Den Job bei den Pirates vermittelte ihm Patrick Esume. Deutschlands bekanntester Football-TV-Experte war einst schon sein Coach in Kiel und soll in diesem Jahr die Defense der Pirates koordinieren. Der dunkelhäutige Esume sah sich zuletzt online Anfeindungen ausgesetzt, weil er im Zuge eines Interviews über Alltagsrassismus behauptet hatte, im Schulunterricht seiner einjährigen Tochter sei bei einer Alphabet-Übung neben dem Buchstaben N ein dunkelhäutiges Kind abgebildet gewesen. Daraufhin habe ihn seine Tochter gefragt, was damit gemeint sei.
Die Internetgemeinde, die ihm eine Lüge vorwarf, konnte sich nicht vorstellen, dass es solche Aufgaben 2020 noch geben könnte. Esume suchte das Gespräch mit der Lehrerin, legte seinem Gesprächspartner – ZDF-Moderator Jochen Breyer – das Beweisstück vor. Er verzichtete allerdings aus nachvollziehbaren Gründen darauf, weiter öffentlich Öl ins Feuer gießen zu wollen.
US-Präsident Donald Trump spaltet die Gesellschaft
Nach dem Mord an George Floyd und einem weiteren bekannt gewordenen Fall des durch einen Polizisten getöteten Farbigen Rayshard Brooks sind die Vereinigten Staaten von Amerika in Aufruhr und der Wunsch nach tiefgreifenden Veränderungen in den Gesellschaftsstrukturen scheint flächendeckend endgültig vorhanden zu sein. „Es ist nie gut, einen politischen Anführer zu haben, der so spaltet, wie Donald Trump es macht. In einer Welt, in der es so viele Unterschiede gibt, ist es einfach nicht möglich, dass jeder gleich glücklich ist. Irgendjemand wird sich immer benachteiligt fühlen. Also müssen zumindest Kompromisse eingegangen werden, ohne dass dabei bestimmte Rechte aufgegeben werden oder einige mehr Rechte haben als andere“, meint der studierte Sozio- und Ethnologe. Bisher habe das Finden eines gemeinsamen Nenners, mit dem alle friedlich und gut miteinander leben könnten, nicht geklappt.

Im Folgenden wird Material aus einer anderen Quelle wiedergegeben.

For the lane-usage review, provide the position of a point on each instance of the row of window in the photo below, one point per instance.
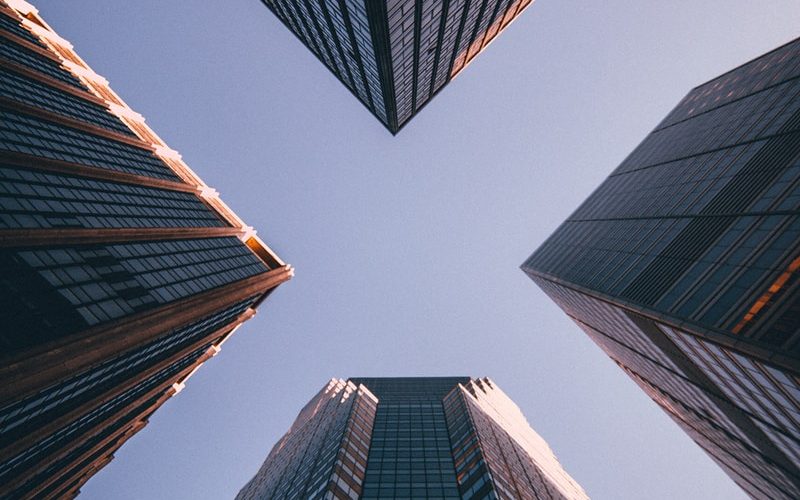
(20, 55)
(35, 199)
(34, 136)
(32, 92)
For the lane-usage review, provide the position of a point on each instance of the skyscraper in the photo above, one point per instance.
(394, 56)
(447, 437)
(683, 267)
(121, 272)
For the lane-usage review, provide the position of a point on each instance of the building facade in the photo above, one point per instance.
(394, 56)
(121, 272)
(683, 267)
(440, 437)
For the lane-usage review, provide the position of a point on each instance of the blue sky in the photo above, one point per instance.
(407, 248)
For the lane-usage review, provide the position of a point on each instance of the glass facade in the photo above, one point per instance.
(435, 438)
(121, 272)
(682, 266)
(394, 56)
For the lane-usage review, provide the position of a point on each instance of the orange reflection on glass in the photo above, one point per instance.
(771, 291)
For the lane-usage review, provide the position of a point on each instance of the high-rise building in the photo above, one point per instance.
(439, 437)
(683, 266)
(120, 270)
(395, 55)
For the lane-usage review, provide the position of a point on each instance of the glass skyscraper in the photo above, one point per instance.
(683, 266)
(409, 438)
(395, 55)
(121, 272)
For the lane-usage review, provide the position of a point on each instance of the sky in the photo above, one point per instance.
(407, 248)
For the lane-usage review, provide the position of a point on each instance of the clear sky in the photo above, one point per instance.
(407, 248)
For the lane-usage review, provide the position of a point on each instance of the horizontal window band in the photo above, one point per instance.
(67, 121)
(84, 236)
(70, 168)
(50, 81)
(38, 368)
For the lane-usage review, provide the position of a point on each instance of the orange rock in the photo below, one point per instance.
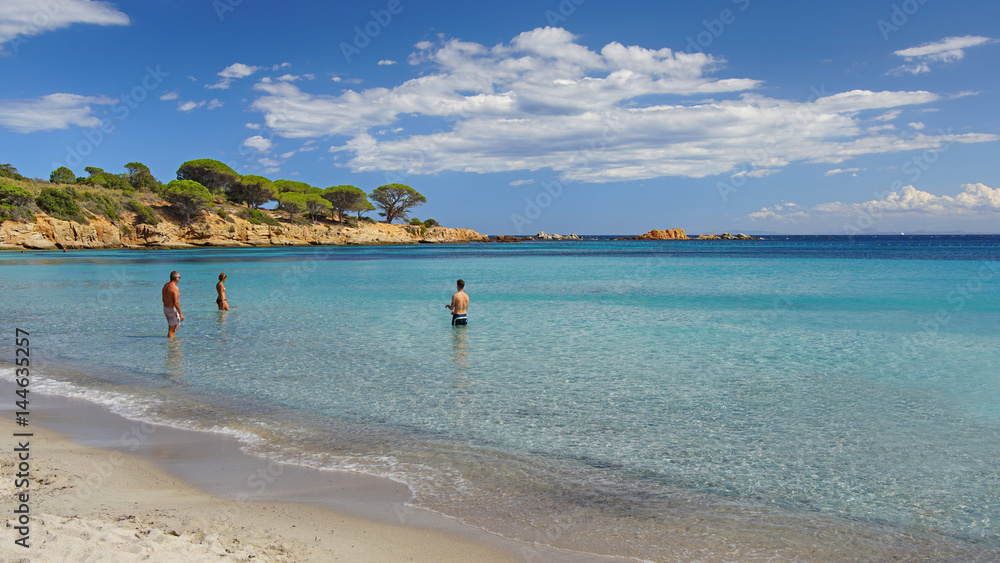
(669, 234)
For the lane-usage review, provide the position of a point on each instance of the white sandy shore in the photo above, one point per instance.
(140, 513)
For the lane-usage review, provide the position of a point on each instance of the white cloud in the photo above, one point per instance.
(976, 202)
(238, 70)
(949, 49)
(623, 113)
(20, 19)
(258, 143)
(190, 106)
(51, 112)
(233, 72)
(835, 171)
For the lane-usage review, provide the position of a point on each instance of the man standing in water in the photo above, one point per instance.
(221, 290)
(172, 304)
(459, 306)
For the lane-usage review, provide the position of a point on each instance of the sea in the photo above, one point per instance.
(791, 398)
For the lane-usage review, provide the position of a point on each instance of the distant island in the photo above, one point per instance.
(210, 204)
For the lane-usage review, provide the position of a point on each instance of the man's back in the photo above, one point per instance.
(460, 303)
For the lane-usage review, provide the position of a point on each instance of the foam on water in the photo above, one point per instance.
(839, 392)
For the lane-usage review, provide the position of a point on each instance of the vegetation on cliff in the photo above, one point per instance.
(202, 185)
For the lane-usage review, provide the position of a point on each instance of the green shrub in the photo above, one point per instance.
(8, 171)
(103, 205)
(143, 213)
(258, 217)
(16, 213)
(61, 204)
(15, 195)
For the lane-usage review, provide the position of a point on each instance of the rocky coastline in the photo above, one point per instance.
(49, 233)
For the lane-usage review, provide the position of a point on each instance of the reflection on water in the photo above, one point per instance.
(460, 348)
(174, 362)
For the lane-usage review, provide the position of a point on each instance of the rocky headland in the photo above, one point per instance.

In seiner Heimat habe er direkten und indirekten Rassismus mehrfach erlebt. „In Deutschland gab es bisher nichts, bei dem ich sagen würde, das war ganz klar rassistisch“, erzählt Hartigan. Vielleicht auch, weil er nach eigener Aussage die Sprache nicht gut spricht. Es sei zwar schon vorgekommen, dass Menschen sich weggesetzt hätten, als er mit einer Clique von farbigen Mitspielern in die Bahn kam. Aber Hartigan ist nicht der Typ Mensch, der sich über so etwas übermäßig aufregt. „Es ist einfach ein Teil der Erziehung. Wenn man zu einem ignoranten Menschen erzogen wird, ist es schwer, das irgendwann wieder abzulegen.“
Josh Hartigan selbst ist zu einem guten Menschen erzogen worden. „Er ist ein sehr höflicher und sympathischer Typ, der schnell einen guten Draht zu den Spielern aufbauen kann. Das ist für einen Coach neben dem guten Fachwissen, auf das er ebenfalls bauen kann, auch sehr wichtig. Josh weiß genau, was er möchte und wie er das in seiner organisierten und strukturierten Weise erreichen kann.“ Hartigan könnte eigentlich grundsätzlich zurück in die USA – aber er möchte es nicht.